Specialists in mobile apps for eID and PSD2 Strong Customer Authentication

Features > Decoupled SCA

Overview of the Decoupled SCA procedure
Via the Decoupled SCA procedure, an eID/SCA request is transmitted by an Identity Consumer (e.g. a Third Party Provider, TPP) to the central server of the Identity Service Provider (e.g. a bank).
The Identity Service Provider then asks the user to authenticate, typically by sending a push notification to the eID app on the user's smartphone. The user reviews the details of the request (e.g. a payment) within the eID app and can either approve or cancel the request.
The Identity Consumer is able to monitor the status of their request. Once the user has provided their approval, the Identity Consumer may be provided with the option to download a copy of the SCA proof from the Identity Service Provider's server.
However, in the case of payments, the TPP transmits an unauthorised payment request to the bank. Once the payment is authorised, the bank will immediatley process the payment. The TPP is able to monitor the status of the payment.
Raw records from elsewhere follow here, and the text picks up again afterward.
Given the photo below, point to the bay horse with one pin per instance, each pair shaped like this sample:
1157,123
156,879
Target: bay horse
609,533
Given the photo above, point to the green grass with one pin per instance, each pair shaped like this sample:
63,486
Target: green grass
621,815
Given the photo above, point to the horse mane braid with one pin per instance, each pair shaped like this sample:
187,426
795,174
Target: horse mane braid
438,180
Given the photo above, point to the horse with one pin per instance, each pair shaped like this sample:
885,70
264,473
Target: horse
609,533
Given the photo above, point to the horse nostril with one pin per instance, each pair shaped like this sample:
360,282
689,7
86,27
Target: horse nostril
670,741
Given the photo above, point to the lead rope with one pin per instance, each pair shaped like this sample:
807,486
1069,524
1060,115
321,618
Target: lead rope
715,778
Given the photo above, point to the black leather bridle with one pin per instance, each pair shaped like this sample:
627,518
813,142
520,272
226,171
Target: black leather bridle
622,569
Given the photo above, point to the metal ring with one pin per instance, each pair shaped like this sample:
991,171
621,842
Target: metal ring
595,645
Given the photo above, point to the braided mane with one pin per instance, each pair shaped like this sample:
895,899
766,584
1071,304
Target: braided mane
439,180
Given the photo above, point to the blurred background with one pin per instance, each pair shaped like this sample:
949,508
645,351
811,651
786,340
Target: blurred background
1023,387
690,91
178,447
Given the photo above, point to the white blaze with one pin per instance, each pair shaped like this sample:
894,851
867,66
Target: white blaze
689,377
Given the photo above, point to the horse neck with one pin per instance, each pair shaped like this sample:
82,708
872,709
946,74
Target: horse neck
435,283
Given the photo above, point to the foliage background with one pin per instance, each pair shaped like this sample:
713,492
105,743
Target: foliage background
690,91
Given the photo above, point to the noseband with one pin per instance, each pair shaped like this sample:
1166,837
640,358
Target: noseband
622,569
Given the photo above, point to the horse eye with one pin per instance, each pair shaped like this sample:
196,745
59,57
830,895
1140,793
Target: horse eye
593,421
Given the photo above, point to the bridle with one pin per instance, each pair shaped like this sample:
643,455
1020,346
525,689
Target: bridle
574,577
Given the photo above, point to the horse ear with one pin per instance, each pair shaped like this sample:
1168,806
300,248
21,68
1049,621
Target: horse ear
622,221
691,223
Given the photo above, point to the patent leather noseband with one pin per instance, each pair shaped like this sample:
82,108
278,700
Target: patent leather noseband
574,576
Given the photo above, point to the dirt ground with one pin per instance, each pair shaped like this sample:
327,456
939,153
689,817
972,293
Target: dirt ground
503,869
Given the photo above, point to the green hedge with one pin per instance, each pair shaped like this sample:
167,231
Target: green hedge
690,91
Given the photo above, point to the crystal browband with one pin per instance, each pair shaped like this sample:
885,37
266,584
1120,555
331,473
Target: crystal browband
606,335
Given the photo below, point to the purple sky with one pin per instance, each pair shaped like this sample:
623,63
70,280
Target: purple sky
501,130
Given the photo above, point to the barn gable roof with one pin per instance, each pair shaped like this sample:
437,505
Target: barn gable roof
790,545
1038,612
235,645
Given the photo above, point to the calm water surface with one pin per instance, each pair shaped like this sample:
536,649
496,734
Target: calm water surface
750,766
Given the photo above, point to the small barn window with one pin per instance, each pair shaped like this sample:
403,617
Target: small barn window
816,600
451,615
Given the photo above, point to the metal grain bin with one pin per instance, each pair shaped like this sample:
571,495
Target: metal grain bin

Also in the case of corporate payments, where multi-user approval is often required, the bank will typically coordinate the capture of SCA from multiple users. User entitlements are managed within the bank's platform.
Our approach to Decoupled SCA
In our opinion, a major benefit of Decoupled SCA is that it allows the creation and subsequent approval of an eID request to be separated in both space and time. An eID request can be created and submitted without the approver(s) being present.
For example, it allows an Internet of Things(IoT) enabled device (e.g. a smart fridge) to automatically make a purchase which the account holder(s) can subsequently review and approve within their eID app.
The eID app must be capable of handling multiple eID requests in parallel. Our eID app presents the user with a list of Orders (eID requests) awaiting their approval. They can review and then approve or cancel each one in turn. Or if they choose, they can approve all Orders with a single touch of the biometric sensor.
How we support Decoupled SCA
Decoupled SCA requires the Identity Service Provider to deploy a server to coordinate the eID requests.
To support this requirement, our solution utilises the (highly secure) Electronic Banking Internet Communication Standard (EBICS). Our eID app performs the role of an EBICS Client, which communicates directly with an EBICS Server, deployed by the Identity Service Provider.
A number of software products from mainstream vendors provide out-of-the-box support for EBICS. Quali-Sign has partnered with IBM whose Sterling File Gateway (SFG) product includes support for EBICS. SFG is already in use by many banks.
Our solution makes extensive use of the Electronic Distributed Signatures (EDS) module of EBICS. This provides the capability to place an eID request on hold and then coordinate the capture of SCA by one or more users.
All users and permissions are configured and managed centrally on the EBICS Server. Only those users with the necessary permissions will be asked to approve an Order (eID request).